Autre exemple. Dans un hypermarché, je regardais, songeur, le linéaire des produits pour animaux. Il faisait bien vingt mètres de long: il faut savoir que la France compte quasiment autant d’animaux de compagnie que d’êtres humains. Ce n’est pas que je n’aime pas les animaux, bien au contraire. Mais la prolifération actuelle de ces compagnons à poils, à plumes ou à écailles vient alourdir l’empreinte écologique humaine, car, à la différence de ceux de mon enfance ou des espèces sauvages, ils sont maintenant majoritairement nourris, comme nous, de produits industriels. Songez qu’il y a même une «Chambre Syndicale des Fabricants d'Aliments Préparés pour Chiens, Chats, Oiseaux et autres Animaux Familiers»! Soudain, me sont apparues toutes les professions, tous les emplois que menacerait une éventuelle récession de ce marché: les ingénieurs et la main-d’oeuvre des usines à bouffe, mais aussi les producteurs des ingrédients de base, les vétérinaires, les fabricants de vaccins et les assurances mutuelles - sans oublier les toiletteurs de caniches.
Continuons. Les études se multiplient - surtout à l’étranger - concernant la dérive, sous l’emprise de l’industrie pharmaceutique, des pratiques médicales. Rien qu’à lire ce que j’ai lu sur le sujet, je n’ai qu’une envie et qu’une volonté: l’hygiène préventive. Même pas le dépistage qui a ses effets pervers et qui se pare abusivement du terme de prévention. Non, l’hygiène par le mode de vie. Mais cela signifie qu’il faut résister à deux choses: à la fois au climat de peur entretenu par les industries de la maladie - peur qui a son retentissement insuffisamment étudié sur notre physiologie - et à l’incessant racolage de la malbouffe organisée. D’un côté, ce sont les campagnes qui s’enchaînent: de vaccination contre la grippe du poulet ou du cochon; de dépistage du cancer du sein ou de la prostate; d’information sur les maladies cardiovasculaires ou l’escarre des femmes de chambre. De quoi regretter d’être en vie tellement, à la fin, c’est angoissant de se sentir ainsi assiégé par mille ennemis de l’intérieur: point étonnant que le Français ait le record de consommation de neuroleptiques! De l’autre côté, c’est l’appel continu à se rendre malade en se goinfrant d’aliments adultérés; en consommant des nourritures saines - peut-être - mais en trop grande quantité (comme la viande rouge) ou des légumes et des fruits qui, cultivés à la mode des années 70, avec force engrais et pesticides, contribuent en fait au développement de pathologies multiples.

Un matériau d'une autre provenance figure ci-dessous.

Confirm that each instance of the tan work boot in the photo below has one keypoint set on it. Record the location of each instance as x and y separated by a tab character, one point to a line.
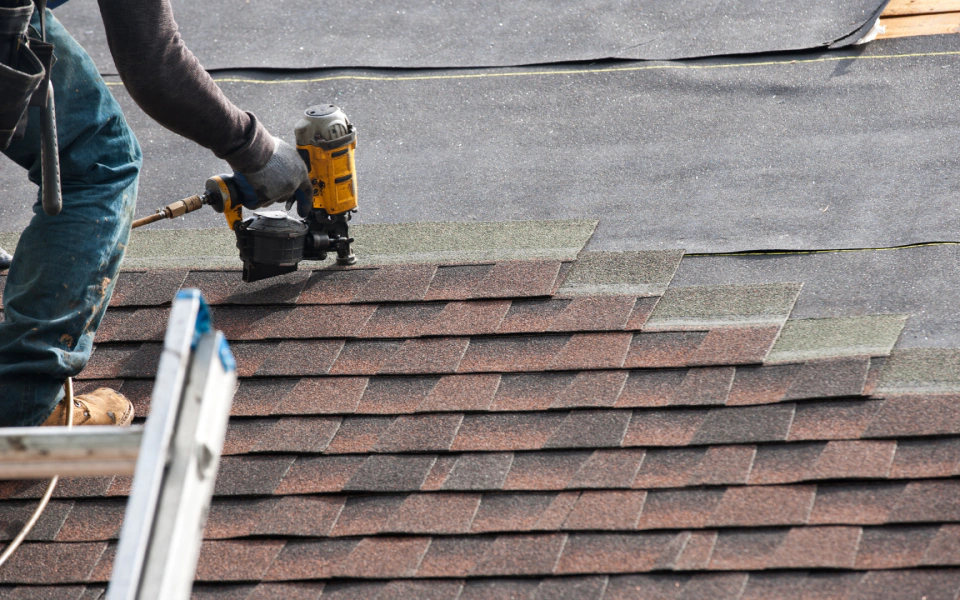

Seulement, voilà: vous représentez-vous tous les pans de l’économie que nous allons ébranler si nous décidons de diminuer, par la prise en main de notre alimentation et de notre façon de vivre, nos risques de cancer, d’apoplexie ou de polyarthrite rhumatoïde ? D’abord, c’est l’usage des pesticides et des engrais chimiques qui va chuter, puis ce sera la consommation d’aliments carnés et de plats industriels. Ensuite, le ressac de cette marée atteindra tous ceux qui vivent de nos maladies: les médecins, les pharmaciens, les industries pharmaceutiques, les hôpitaux. Ne vous étonnez pas si l’on condamne un jour les naturopathes au bûcher à grand renfort de ces anathèmes dont la coûteuse mission Pédiluve a le secret.

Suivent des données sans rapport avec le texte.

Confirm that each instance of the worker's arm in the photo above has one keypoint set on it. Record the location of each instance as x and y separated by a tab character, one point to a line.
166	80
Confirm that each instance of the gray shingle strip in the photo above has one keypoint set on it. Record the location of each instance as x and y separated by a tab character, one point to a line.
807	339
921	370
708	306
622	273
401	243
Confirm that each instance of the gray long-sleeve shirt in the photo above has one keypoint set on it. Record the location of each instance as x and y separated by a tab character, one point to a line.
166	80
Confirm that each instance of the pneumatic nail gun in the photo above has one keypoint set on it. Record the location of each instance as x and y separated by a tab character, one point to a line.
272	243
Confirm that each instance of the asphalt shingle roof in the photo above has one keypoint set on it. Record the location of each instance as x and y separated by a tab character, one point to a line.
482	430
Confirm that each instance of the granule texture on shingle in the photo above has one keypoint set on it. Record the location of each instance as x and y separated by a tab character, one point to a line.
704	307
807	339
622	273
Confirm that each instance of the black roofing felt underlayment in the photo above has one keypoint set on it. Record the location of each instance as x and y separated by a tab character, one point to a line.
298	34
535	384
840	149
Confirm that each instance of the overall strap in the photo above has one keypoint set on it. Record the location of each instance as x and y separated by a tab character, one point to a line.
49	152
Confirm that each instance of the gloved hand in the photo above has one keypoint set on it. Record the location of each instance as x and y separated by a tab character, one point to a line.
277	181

Mais ne nous arrêtons pas en si bon chemin. Je n’ai pas encore appelé à la barre «l’économie du partage» ou la «consommation collaborative», dernières coqueluches des geeks et autre Génération Y ! En façade, c’est tout beau: il s’agit d’éviter le gaspillage qui résulte de biens insuffisamment utilisés. La chambre que plus personne n’occupe depuis que les enfants se sont envolés. La voiture à cinq places qui, sur des centaines de kilomètres, ne transporte que son seul conducteur. La tondeuse à gazon qui travaille une heure par semaine. Etc. Tant en ressources consommées qu’en pollutions rejetées, la production de ces biens a coûté à la planète. Alors que nous avons déjà dépassé depuis quelques années ce que celle-ci peut nous accorder dans ces deux domaines, utiliser davantage les biens existants plutôt qu’en produire de nouveaux - qui seront tout autant sous-utilisés - allège notre empreinte écologique. Mais, avant de vous emballer pour l’idée, réfléchissez un peu. Vous avez une pièce libre dans votre maison, vous l’indiquez sur un site approprié - et vous enlèverez peut-être aux hôteliers professionnels autant de nuitées que vous en récupèrerez! Je ne parle même pas du personnel d’entretien qui ne saura plus à qui se vendre.
Pour ne pas vous désespérer davantage, je ne m’étendrai pas sur le débridage des objets frappés d’obsolescence programmée ou sur ces robots du quotidien que le système de service après-vente condamne à des frais de réparation tellement exorbitants que la solution la plus abordable est d’en racheter des neufs! En résumé, une économie plus saine, pour nous comme pour la planète, est une tueuse d’emplois. Certains prophètes nous annonceront que le boom de «l’économie verte» compensera cette hécatombe. Pour moi, cela relève davantage d’un prêche que d’une démonstration rigoureuse. Je ne dis pas que les technologies concernées ne créeront pas de l’emploi, mais ma conviction est qu’à raisonner ainsi nous évitons de remettre en question les soubassements de notre pensée. Or, ceux-ci méritent de l’être, sinon peu importe la couleur de l’économie, nous referons les mêmes erreurs. Comment expliquez-vous, par exemple, qu’avec un accroissement de productivité vertigineux depuis les débuts de l’ère industrielle - au point que, dans les années 60, on parlait de l’avènement de la «civilisation des loisirs» - la solution au développement du chômage, aujourd’hui, dans nos pays et telle qu’elle est appliquée par exemple en Allemagne, consiste à promouvoir des emplois de misère ?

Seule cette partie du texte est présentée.